読切版 0.1-隕石ライクア?

 隕石が降ったらしい。止まったけど。


 俺は今入学式で、校長の長ったるい話を右から左に流している最中だ。普通の高校、普通の進路。普通。良い響きだ。


 周りを見る。皆がこれから始まる新生活に心を躍らせている顔をしている。

 対して俺は全くもって躍れない。


 いつからだろうな、この世界が灰色がかって見えちまうようになったのは。皆普通が嫌いで、でもそうするしかなくて、結局なぁなぁで暮らしてる。俺には全く理解できないけどな。

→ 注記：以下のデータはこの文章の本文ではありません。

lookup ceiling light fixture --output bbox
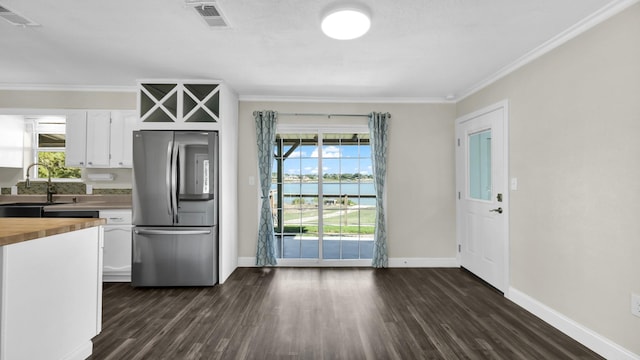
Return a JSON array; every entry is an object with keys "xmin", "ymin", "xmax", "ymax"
[{"xmin": 321, "ymin": 4, "xmax": 371, "ymax": 40}]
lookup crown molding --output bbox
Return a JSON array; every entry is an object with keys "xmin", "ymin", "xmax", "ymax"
[
  {"xmin": 0, "ymin": 84, "xmax": 138, "ymax": 92},
  {"xmin": 455, "ymin": 0, "xmax": 640, "ymax": 102}
]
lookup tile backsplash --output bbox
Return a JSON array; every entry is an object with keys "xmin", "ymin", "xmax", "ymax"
[{"xmin": 0, "ymin": 181, "xmax": 131, "ymax": 195}]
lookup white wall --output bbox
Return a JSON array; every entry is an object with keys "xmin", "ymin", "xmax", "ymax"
[
  {"xmin": 457, "ymin": 4, "xmax": 640, "ymax": 354},
  {"xmin": 238, "ymin": 102, "xmax": 456, "ymax": 265}
]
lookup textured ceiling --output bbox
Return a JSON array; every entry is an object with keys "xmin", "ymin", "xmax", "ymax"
[{"xmin": 0, "ymin": 0, "xmax": 632, "ymax": 101}]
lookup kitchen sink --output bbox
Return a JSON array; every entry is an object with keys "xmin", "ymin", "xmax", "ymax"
[{"xmin": 0, "ymin": 202, "xmax": 72, "ymax": 217}]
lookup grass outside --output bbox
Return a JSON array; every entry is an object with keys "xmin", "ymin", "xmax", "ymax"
[{"xmin": 276, "ymin": 206, "xmax": 376, "ymax": 237}]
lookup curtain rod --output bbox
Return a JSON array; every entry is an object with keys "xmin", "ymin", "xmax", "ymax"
[
  {"xmin": 278, "ymin": 112, "xmax": 369, "ymax": 118},
  {"xmin": 253, "ymin": 111, "xmax": 391, "ymax": 119}
]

 だが、理解できないのはそれだけじゃない。俺がげんなりしてるのもそれだけじゃない。


 忘れるはずもない一カ月前、それは降ってきた。


 標的にされたのは人口五万人の普通の町、ながれ市。


 そのとき俺は本屋からの帰り道、自転車に乗って走っていると、突然爆光が視界を捉えた。見とれた結果自転車から転げ落ち、膝をすりむき、あぁこん畜生が、ノストラダムスは時間を見誤ったのか。もうちょっと正確にしとけよそうすれば回避できたかもしれないだろこの野郎とか愚痴りながら人生最期の瞬間を地面と見つめ合って過ごすかと思いきや、


 それは落下しなかった。いや、止まった。


 何を言っているんだろうな。

 俺だって知りたいくらいだ。


 つまり、住宅街その数キロメートル上空で、それは停止したんだ。

 怪我人多数。住宅数十棟倒壊。しかし死者数ゼロ。

 奇跡か何かか、それとも罰か。


 それからはとってもシンプルだ。まずはネット、新聞、テレビその他メディア全てがその報道一色。直径数百メートル級が止まったらしいんだからそうだろうよ。住民はひとまずの避難生活が続いたが、いつになれば安全と胸張って言えるのか分からん状況に市も消防も国でさえ困り果て、挙句の果てに各々の家とかそうであった場所に強制送還。


 結局住民は気味悪がって自分たちから避難し今じゃほぼ封鎖状態。最終的に大学の専門チームが調査しますの一声で試合終了。そうして新生活の波は一層早く訪れて結局超常と日常が混在したまま一カ月、今俺は平和に入学式真っ最中。


 しかし、だ。


 俺が理解できないのは、それじゃない。


 確かに降ってきたことには驚いたし、共感しかできない。

 だがな、報道は違うだろう。


 俺が帰ってきたときに心配顔で母親が言ったセリフが忘れられない。


「隕石大丈夫だった?」と。


 ネットも新聞もテレビだって、皆が皆あれを「隕石落下」「隕石停止」「隕石寸止め」


 お前ら何を言っている?

 俺はそんなもん見ていない。

 だって最初に言っただろ?


 隕石が降ったって。


 俺があの時転げた体を起こしながら見たのは、

 俺が登校時四月のくせに激暑の中生徒を殺そうとしてるんじゃないかと疑いたくなる程長ったるい坂を上りながら見たのは、


 最初から、白い物体だったんだ。


 金属の光沢に、赤い差し色。おまけに悪人顔までセットになっている。今はしゃがんでいるが、立ったら二十メートルは優に越えそうなそんなもの。


 思い出して俺は溜息をつく。だってさ、


 どう見たって、人型兵器だろ。